If you’ve never read his autobiography, then you should. I would go so far to say that it is my favourite book of all time, but I can’t claim to have read too many books. Reading about what he had to go through to make it is certainly something I consider an inspiration when I’m either dying on my arse or travelling many miles to perform to three people – more on that later – and I suppose the Foley comedy persona is an influence to my own style on stage.
There are certain parallels between professional wrestling and comedy. Both involve you playing an exaggerated version of yourself to elicit a response from the audience; you’re also trying to get the audience to buy into what you’re doing even if it is all largely an act. Likewise, when it all goes wrong there is nowhere to hide. I’m just glad I don’t have to put my body through so much pain, at least not the physical pain anyway. To prove how well wrestling and comedy cross over, there was the infamous wrestling event at Edinburgh this year, which was a resounding success.
I wasn’t entirely sure what to expect with Foley’s stand-up show, but he’s a naturally funny bloke and had a feeling it would be good.
When I got there, I was told that Mick was still doing a signing. I thought I had to get my picture taken with him, if only to please the 16-year-old me. I don’t believe in meeting your heroes, mostly because whenever I’ve previously met heroes of mine I’ve not known what to say and end up saying something stupid. But I couldn’t turn down this chance and thankfully the queue was moving pretty quickly, so I didn’t say much more than ‘hello’ when I gave him my ticket to sign.
Here is the picture:
Admittedly, it’s not great quality from the camera on my phone, but I’ll take it.
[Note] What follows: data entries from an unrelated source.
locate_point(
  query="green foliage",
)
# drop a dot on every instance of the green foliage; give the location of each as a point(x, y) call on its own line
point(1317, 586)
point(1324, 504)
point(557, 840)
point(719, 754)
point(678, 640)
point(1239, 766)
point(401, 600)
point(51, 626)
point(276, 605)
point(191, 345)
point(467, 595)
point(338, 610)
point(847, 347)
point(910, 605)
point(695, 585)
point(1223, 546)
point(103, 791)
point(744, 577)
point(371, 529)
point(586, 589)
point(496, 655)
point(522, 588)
They were playing wrestler’s entrance themes on the PA before the show, some I’d not heard in about ten years, and there is something very funny about the heckles being mostly nostalgic wrestling references. The compere and opening act expertly played the wrestling-savvy audience and were frequently subject to these heckles. I laughed more in the first half because of this show than I’ve laughed at a comedy gig for quite some time.
Mick was on in the second half and I enjoyed his set. His stand-up inexperience was a slightly evident, but he did mention drinking a large amount of vodka before he arrived on stage, so this may have affected his performance. Even so, for all the damage he’s done to his body over the years for no other reason but to entertain, he can do whatever he wants. He is coming back in February and I will see him then too.
I had a gig of my own on Friday. If I wanted to, I could view my trip down to the south coast as a waste of time. I’m choosing not to, though, because though largely turning my back on a normal life I have learnt to ignore the rational part of my brain which questions why I do this strange comedy activity. There was an average of three people in the audience, but it was sort of enjoyable in a really weird kind of way. This is where the Mick Foley autobiography inspiration comes in handy. After the gig, I managed to get a lift back to London afterwards so I saved myself an hour of travelling time, which I then wasted on the internet when I got back to my house.